New Zealand great John R. Reid, who led the nascent cricketing nation to their first Test victory in 1956, has died aged 92, officials said on Wednesday, hailing him as a “colossus”. Reid, who was New Zealand’s oldest surviving Test cricketer and one of the best all-rounders of his day, captained the Black Caps in 34 Tests including their maiden win, against the West Indies. The victory in Auckland ended a 26-year winless streak for New Zealand, who are now second in the Test rankings and were narrowly beaten finalists at last year’s ODI World Cup in England.
“John R. Reid was New Zealand cricket’s Colin Meads,” said New Zealand Cricket chief executive David White, referring to the legendary All Blacks cricketer.
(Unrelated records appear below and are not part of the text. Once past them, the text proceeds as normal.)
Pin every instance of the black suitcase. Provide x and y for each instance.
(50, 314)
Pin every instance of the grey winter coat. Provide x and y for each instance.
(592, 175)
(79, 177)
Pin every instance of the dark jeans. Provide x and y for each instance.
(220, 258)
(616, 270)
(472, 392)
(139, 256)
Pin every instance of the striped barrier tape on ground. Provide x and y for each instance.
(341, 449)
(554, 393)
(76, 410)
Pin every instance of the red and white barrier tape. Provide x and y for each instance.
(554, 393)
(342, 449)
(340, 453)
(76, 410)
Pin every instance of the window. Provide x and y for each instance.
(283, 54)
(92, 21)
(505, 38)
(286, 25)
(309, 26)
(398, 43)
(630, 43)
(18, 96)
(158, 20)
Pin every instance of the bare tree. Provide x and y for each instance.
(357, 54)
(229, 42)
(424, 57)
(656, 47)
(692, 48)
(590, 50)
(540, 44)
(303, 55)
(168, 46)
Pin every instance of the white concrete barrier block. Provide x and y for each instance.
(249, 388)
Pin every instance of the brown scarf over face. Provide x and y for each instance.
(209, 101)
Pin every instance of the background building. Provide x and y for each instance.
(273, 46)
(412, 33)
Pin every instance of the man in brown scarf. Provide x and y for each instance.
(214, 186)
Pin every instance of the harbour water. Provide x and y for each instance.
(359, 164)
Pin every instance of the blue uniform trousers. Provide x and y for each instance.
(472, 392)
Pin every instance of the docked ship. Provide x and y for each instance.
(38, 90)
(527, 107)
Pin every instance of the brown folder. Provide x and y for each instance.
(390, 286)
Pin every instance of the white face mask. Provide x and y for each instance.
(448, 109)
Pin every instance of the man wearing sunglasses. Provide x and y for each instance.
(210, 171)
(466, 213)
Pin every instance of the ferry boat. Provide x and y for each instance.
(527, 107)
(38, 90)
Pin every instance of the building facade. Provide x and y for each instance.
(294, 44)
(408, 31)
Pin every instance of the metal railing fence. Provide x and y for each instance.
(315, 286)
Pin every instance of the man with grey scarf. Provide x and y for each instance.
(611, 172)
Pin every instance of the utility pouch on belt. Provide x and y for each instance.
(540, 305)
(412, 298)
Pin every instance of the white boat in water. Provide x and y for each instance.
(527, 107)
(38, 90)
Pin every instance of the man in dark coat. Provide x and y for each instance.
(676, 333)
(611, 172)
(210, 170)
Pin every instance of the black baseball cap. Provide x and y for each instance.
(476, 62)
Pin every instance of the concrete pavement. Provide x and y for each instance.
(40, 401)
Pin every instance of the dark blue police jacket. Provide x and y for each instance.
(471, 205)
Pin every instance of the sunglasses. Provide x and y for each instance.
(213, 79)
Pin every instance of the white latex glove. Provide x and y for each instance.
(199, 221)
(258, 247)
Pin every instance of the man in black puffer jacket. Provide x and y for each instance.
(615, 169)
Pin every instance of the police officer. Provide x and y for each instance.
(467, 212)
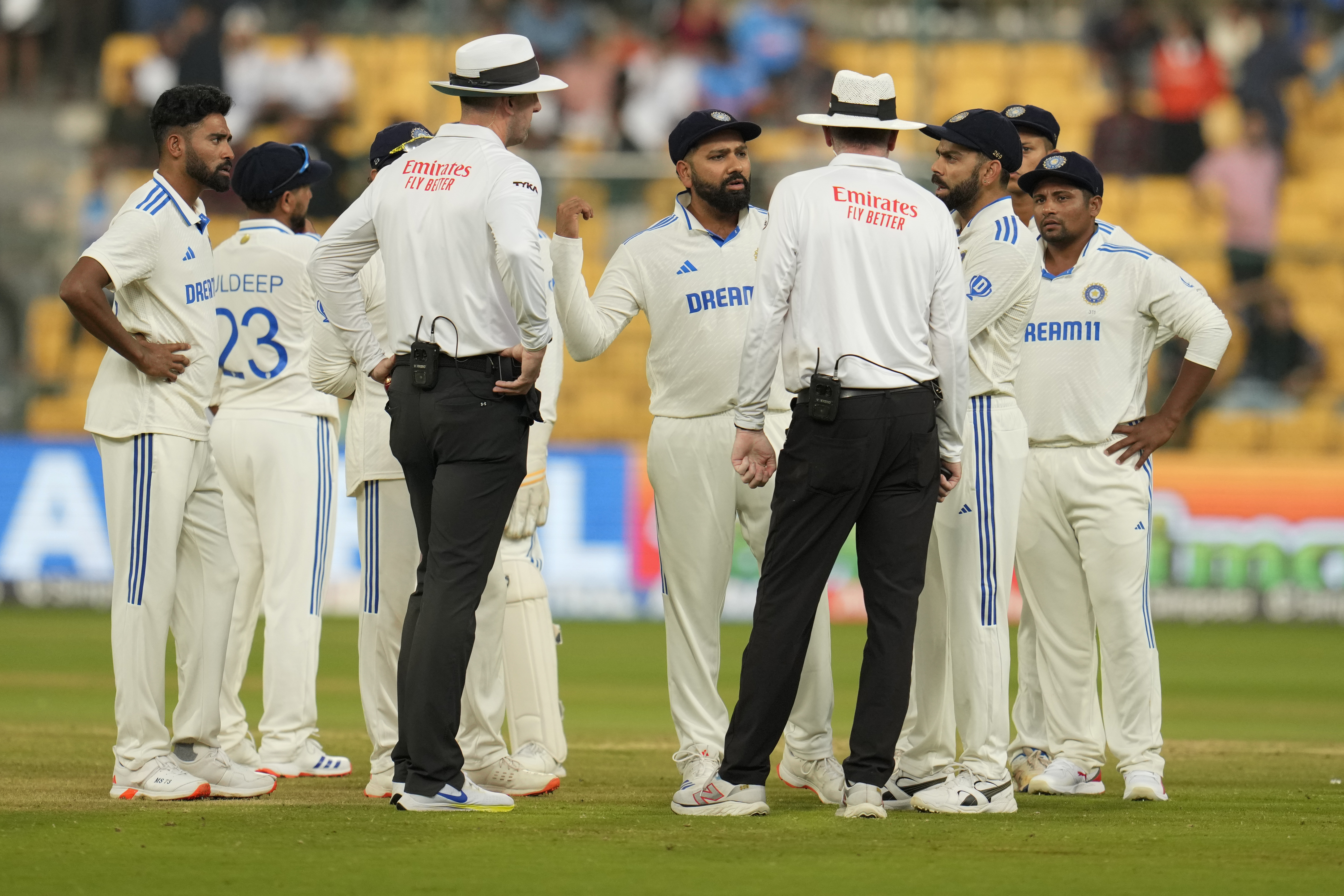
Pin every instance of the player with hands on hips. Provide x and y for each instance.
(693, 273)
(173, 565)
(1085, 530)
(275, 441)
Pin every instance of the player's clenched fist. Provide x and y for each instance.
(568, 217)
(161, 361)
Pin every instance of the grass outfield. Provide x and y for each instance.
(1254, 718)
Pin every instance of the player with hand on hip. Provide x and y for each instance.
(961, 653)
(275, 441)
(173, 566)
(693, 273)
(1085, 529)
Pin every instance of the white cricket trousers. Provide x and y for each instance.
(279, 471)
(173, 570)
(698, 496)
(961, 657)
(1083, 563)
(389, 555)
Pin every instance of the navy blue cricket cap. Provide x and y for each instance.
(1072, 167)
(269, 170)
(1034, 119)
(394, 140)
(700, 125)
(986, 132)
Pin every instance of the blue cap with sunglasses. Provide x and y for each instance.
(268, 171)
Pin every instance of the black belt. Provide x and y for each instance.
(479, 363)
(806, 394)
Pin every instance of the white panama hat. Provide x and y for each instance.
(498, 66)
(859, 101)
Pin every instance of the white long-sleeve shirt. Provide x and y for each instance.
(858, 260)
(697, 291)
(1087, 349)
(440, 215)
(369, 426)
(1002, 264)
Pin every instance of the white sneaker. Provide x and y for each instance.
(823, 777)
(507, 776)
(310, 764)
(1144, 785)
(1026, 765)
(380, 785)
(538, 758)
(228, 780)
(721, 798)
(901, 789)
(698, 764)
(1064, 778)
(470, 798)
(161, 778)
(862, 801)
(967, 793)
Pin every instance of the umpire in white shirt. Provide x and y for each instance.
(461, 383)
(861, 277)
“He was, and will remain, a household name in this country, having helped pave the way for everything that has come in his wake.”
Reid, a hard-hitting batsman and a brisk seam bowler, also led New Zealand to their second and third Test wins during the drawn series in South Africa in 1961-62.
After making his debut aged 19 on the 1949 tour of England, Reid played 58 Tests, scoring 3,428 runs at an average of 33.28, while taking 85 wickets at 33.35. His top score was 142 against South Africa in 1961.
No cause of death was announced. Reid, who was also a New Zealand selector and an ICC match referee, is survived by his wife, three grandchildren and four grandchildren.